To the naked eye, this beam (represented by the solid blue/cyan curves) is constant. Internally, however, many components oscillate back and forth in perfect balance - trapped by their self-induced wave-guide.
Solitons have since been observed in many physical systems. In optics, they have been studied extensively as possible information carriers in next generation telecommunication systems.
In a fiber-optic link, the beam's natural tendency to expand sideways is prevented by the cladding of the cable. This material, with an "index of refraction" lower than the glass core, gently steers the travelling pulse, keeping the energy contained and heading towards its destination. The fiber-optic cable acts as a so-called "wave guide".

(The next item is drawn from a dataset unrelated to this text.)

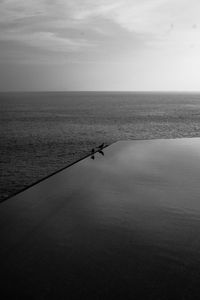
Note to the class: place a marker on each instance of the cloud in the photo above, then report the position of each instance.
(77, 25)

Rather than a cladding, researchers have been studying materials whose refractive properties are modified by the beam itself. For carefully crafted input beams, a self-induced wave-guide can form in an otherwise uniform medium. Such a beam is known as a spatial soliton.
In the numerical experiment shown at right, a spatial soliton (an unchanging robust light beam) is formed from thousands of incoherent components. While the individual components oscillate back and forth, the sum total is a constant - and to the eye, unchanging - beam.